Now Queenstown is the HOME of the Bungy Jump, it was here on the edge of the town at Kawarua Bridge, that AJ Hackett (now a multi millionaire) developed the elastic rope adrenalin plan to start a new trend in adventure sports. I would say that most people who have visited Queenstown have done a bungy jump (or at least know someone who has). For some their sole purpose of visiting Queenstown is to “do the nevis”, the world’s second highest bungy jump, and probably the scariest.
Set deep in a creek over the Nevis river, this is NOT for the faint hearted, those scared of heights, or those nervous people. However it’s also not for those on a strict budget, which is probably why not everyone does it. If it was a touch cheaper, I probably would have “done the nevis”, but I bungy jumped before back in 2007 at the splendid setting of Auckland Harbour Bridge. Staring at the whole of Auckland from a height, I jumped off as the only one in my group to have the balls to do it.
It’s called a bungy jump, so I believe one should do that, just step or jump off. Most people dive off dramatically, as you’ll no doubt have seen from the many videos. So my bungy jump experience had been done. It was time for something different. White water rafting perhaps?? No, sorry I done that for BBC back in 2008 in the mountains of Slovenia. Sky Diving perhaps?? No, sorry again I did the famous Taupo Sky Dive in New Zealand’s North Island. There are canyon swings, parachuting, but by spontaneousness and eagerness to go mad again I ended up doing the Para Gliding, which is the point of this post.
From the Summit of the Cable Car ride (or “Gondola” as Queenstown strangely calls it), I was walking round on my own looking for something to do. And there was Dan, stood by a Para Gliding Hut looking for customers. $199 it said on the sign. NO WAY. I had already decided my budget would be much less than that. But then customer service and the charm and adventure of New Zealand over ran my brain.
This gentleman Dan said “I’m closing up soon, if you want to go Para Gliding I’ll do a deal for $169!” Now I turned round, went into the hut and had a look and said to him “Does that include photos and DVD etc.?” and he replied…”Yep OK I can do your photos all in for that price, but the video is an extra $20, you can let me know after the Paraglide if you want the video.” I was in like McFlynn…
I also whipped out my Northern Ireland flag and asked if we could get some photos of it “in the air”, which he said was fine.
It all happened very quickly and I really should have put the flag away somewhere after the photos as it appears in every photo, and I’m gripping onto it for dear life, as the winds were a lot stronger than they look in the photos and video.
Starting the paraglide meant a dander right to the top of the hills at Ben Lomond.

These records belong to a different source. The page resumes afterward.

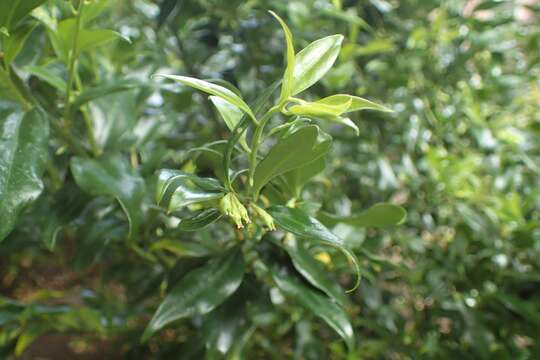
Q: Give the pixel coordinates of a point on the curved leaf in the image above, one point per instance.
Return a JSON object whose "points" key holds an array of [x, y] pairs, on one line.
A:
{"points": [[23, 157], [318, 304], [379, 216], [309, 144], [301, 224], [176, 189], [312, 269], [213, 89], [314, 61], [200, 291], [231, 115], [357, 103], [112, 176], [288, 80]]}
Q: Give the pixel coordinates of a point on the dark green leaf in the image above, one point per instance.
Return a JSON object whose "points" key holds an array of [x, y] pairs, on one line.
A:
{"points": [[200, 291], [299, 223], [312, 269], [379, 215], [309, 144], [112, 176], [200, 220], [23, 157], [318, 304]]}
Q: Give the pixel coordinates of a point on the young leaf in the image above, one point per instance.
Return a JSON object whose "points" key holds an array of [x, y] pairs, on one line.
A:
{"points": [[11, 12], [112, 176], [379, 216], [314, 61], [299, 223], [213, 89], [231, 115], [200, 220], [200, 291], [13, 44], [318, 304], [298, 177], [287, 84], [312, 269], [23, 156], [309, 144], [357, 103], [176, 189], [93, 93]]}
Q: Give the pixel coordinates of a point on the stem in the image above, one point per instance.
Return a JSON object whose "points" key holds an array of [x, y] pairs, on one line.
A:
{"points": [[72, 58], [255, 142]]}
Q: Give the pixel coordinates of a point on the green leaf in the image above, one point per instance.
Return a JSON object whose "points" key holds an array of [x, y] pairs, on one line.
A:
{"points": [[213, 89], [112, 176], [113, 118], [378, 216], [309, 144], [231, 115], [314, 61], [200, 291], [288, 79], [312, 269], [176, 189], [357, 103], [298, 177], [322, 109], [48, 74], [13, 44], [23, 157], [13, 11], [88, 39], [318, 304], [181, 248], [299, 223], [200, 220], [90, 94]]}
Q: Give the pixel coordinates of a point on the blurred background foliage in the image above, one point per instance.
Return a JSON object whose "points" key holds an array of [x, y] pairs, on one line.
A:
{"points": [[459, 279]]}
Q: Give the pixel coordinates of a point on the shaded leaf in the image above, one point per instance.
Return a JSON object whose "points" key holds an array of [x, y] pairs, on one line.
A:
{"points": [[191, 296], [23, 157], [212, 89], [112, 176], [309, 144], [299, 223], [379, 215], [318, 304]]}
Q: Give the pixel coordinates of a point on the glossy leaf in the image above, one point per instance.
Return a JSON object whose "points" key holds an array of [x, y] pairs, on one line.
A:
{"points": [[298, 177], [88, 39], [309, 144], [312, 269], [49, 75], [378, 216], [199, 220], [212, 89], [14, 43], [301, 224], [176, 189], [318, 304], [23, 157], [357, 103], [314, 61], [112, 176], [231, 115], [93, 93], [288, 79], [13, 11], [191, 296]]}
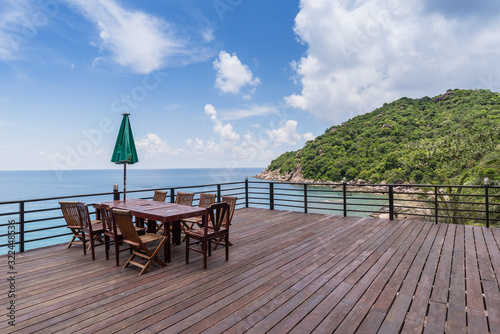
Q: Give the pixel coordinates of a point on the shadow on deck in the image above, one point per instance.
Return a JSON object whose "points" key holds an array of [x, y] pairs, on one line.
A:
{"points": [[287, 272]]}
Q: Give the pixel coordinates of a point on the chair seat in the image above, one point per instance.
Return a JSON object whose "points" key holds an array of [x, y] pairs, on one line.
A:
{"points": [[198, 232], [150, 237], [119, 233], [97, 228]]}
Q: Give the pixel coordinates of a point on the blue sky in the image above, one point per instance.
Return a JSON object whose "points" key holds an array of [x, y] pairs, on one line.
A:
{"points": [[221, 83]]}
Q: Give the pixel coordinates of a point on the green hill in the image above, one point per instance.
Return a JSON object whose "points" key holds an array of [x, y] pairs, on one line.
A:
{"points": [[421, 140]]}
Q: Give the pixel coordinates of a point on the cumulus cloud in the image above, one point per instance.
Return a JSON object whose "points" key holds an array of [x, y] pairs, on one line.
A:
{"points": [[232, 75], [250, 146], [251, 111], [287, 134], [153, 145], [225, 131], [19, 24], [362, 54], [136, 40]]}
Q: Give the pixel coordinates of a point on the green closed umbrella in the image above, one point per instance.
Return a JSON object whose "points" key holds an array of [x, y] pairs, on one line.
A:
{"points": [[124, 152]]}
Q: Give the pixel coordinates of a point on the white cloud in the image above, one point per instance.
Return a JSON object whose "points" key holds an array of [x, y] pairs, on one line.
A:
{"points": [[286, 134], [153, 145], [232, 75], [251, 111], [362, 54], [249, 147], [137, 40], [225, 131], [16, 27]]}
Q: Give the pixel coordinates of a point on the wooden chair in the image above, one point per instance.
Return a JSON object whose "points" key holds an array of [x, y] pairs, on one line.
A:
{"points": [[184, 198], [112, 232], [217, 233], [205, 201], [94, 231], [231, 200], [160, 196], [70, 213], [139, 244]]}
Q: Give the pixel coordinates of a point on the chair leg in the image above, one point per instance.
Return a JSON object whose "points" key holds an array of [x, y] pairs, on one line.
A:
{"points": [[117, 252], [106, 245], [187, 249], [204, 248], [92, 248], [83, 243], [71, 242]]}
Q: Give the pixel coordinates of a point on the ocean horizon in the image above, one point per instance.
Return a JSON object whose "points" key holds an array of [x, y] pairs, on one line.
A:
{"points": [[34, 184], [24, 186]]}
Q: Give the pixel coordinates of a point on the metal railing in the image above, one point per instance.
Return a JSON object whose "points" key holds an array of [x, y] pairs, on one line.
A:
{"points": [[34, 221]]}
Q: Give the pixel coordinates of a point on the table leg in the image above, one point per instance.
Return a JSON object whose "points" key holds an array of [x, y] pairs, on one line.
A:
{"points": [[166, 246], [176, 232]]}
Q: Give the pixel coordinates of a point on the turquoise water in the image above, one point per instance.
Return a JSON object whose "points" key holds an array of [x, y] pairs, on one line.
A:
{"points": [[28, 185]]}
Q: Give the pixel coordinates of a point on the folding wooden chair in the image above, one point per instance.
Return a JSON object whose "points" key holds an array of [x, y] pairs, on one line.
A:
{"points": [[113, 233], [70, 213], [184, 198], [93, 229], [139, 244], [160, 196], [231, 200], [205, 201], [217, 232]]}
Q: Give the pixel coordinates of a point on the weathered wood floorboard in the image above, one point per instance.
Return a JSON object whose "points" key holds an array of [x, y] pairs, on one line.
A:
{"points": [[288, 272]]}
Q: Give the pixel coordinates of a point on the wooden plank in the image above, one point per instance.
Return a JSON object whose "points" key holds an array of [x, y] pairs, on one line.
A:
{"points": [[394, 320], [476, 314], [457, 319], [288, 272]]}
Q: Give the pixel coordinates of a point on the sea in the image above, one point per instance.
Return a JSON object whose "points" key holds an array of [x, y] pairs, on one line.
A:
{"points": [[26, 186]]}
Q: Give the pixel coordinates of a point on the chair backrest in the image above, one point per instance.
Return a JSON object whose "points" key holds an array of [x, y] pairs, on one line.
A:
{"points": [[83, 210], [160, 196], [107, 219], [206, 200], [184, 198], [231, 200], [218, 214], [123, 220], [70, 213]]}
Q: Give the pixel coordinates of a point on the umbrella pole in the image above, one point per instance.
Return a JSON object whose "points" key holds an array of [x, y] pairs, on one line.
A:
{"points": [[124, 182]]}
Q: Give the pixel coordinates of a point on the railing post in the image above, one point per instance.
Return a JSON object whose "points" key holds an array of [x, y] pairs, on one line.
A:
{"points": [[305, 198], [116, 194], [344, 190], [391, 202], [486, 200], [246, 192], [271, 196], [21, 227], [172, 195], [436, 205]]}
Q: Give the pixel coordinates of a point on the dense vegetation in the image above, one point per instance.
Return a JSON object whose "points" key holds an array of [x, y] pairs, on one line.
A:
{"points": [[422, 140]]}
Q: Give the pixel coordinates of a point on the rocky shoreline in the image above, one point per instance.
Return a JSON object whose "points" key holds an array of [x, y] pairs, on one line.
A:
{"points": [[405, 195]]}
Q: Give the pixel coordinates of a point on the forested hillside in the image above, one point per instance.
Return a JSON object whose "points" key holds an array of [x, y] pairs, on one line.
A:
{"points": [[422, 140]]}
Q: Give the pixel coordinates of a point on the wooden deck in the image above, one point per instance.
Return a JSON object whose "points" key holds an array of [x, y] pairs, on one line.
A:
{"points": [[287, 272]]}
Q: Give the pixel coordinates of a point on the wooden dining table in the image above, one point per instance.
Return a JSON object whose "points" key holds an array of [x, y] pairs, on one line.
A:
{"points": [[168, 214]]}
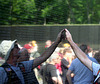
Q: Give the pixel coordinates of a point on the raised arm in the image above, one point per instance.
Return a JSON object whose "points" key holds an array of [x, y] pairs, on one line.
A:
{"points": [[79, 53], [49, 51]]}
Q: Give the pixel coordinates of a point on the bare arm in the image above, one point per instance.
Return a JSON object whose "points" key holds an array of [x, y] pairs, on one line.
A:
{"points": [[69, 76], [79, 53], [49, 51], [57, 80]]}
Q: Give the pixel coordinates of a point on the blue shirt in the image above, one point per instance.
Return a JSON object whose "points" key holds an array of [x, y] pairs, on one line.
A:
{"points": [[82, 74], [28, 67]]}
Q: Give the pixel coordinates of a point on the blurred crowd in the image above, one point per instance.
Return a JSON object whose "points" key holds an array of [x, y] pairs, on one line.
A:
{"points": [[61, 58]]}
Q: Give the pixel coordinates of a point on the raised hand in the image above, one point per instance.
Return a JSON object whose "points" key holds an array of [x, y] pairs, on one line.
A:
{"points": [[68, 36]]}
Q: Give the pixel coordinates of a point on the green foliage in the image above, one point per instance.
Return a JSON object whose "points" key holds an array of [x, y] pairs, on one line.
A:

Dan was carrying the full paragliding equipment in his rucksack, which itself weighed 30 kilograms! It was about a 15 – 20 minute walk to the top, and the wind wasn’t particularly strong.
This meant I had to run harder and for longer before taking off. I ran one way to the edge of the cliff, while Dan ran the other, we were attached via a rope and then after that by a custom made “seat” within the paragliding equipment. Dan basically said “run until you can’t run any further.”
I’m not sure how many seconds it took but we were off and up into the air, gliding down through the forest. There was a cool breeze and I had opted for wearing my fleece top, well actually a T-Shirt would have been OK.
It was so different to the sky dive and bungy jumping I had done before. This wasn’t anywhere near as scary, yet you got just as good a buzz and a view on the way down. Well in a bungy jump you actually don’t get the time to savour the view.
Tonight I had about 10 – 15 minutes before getting to the ground. We landed late afternoon in the playing fields of a children’s primary school.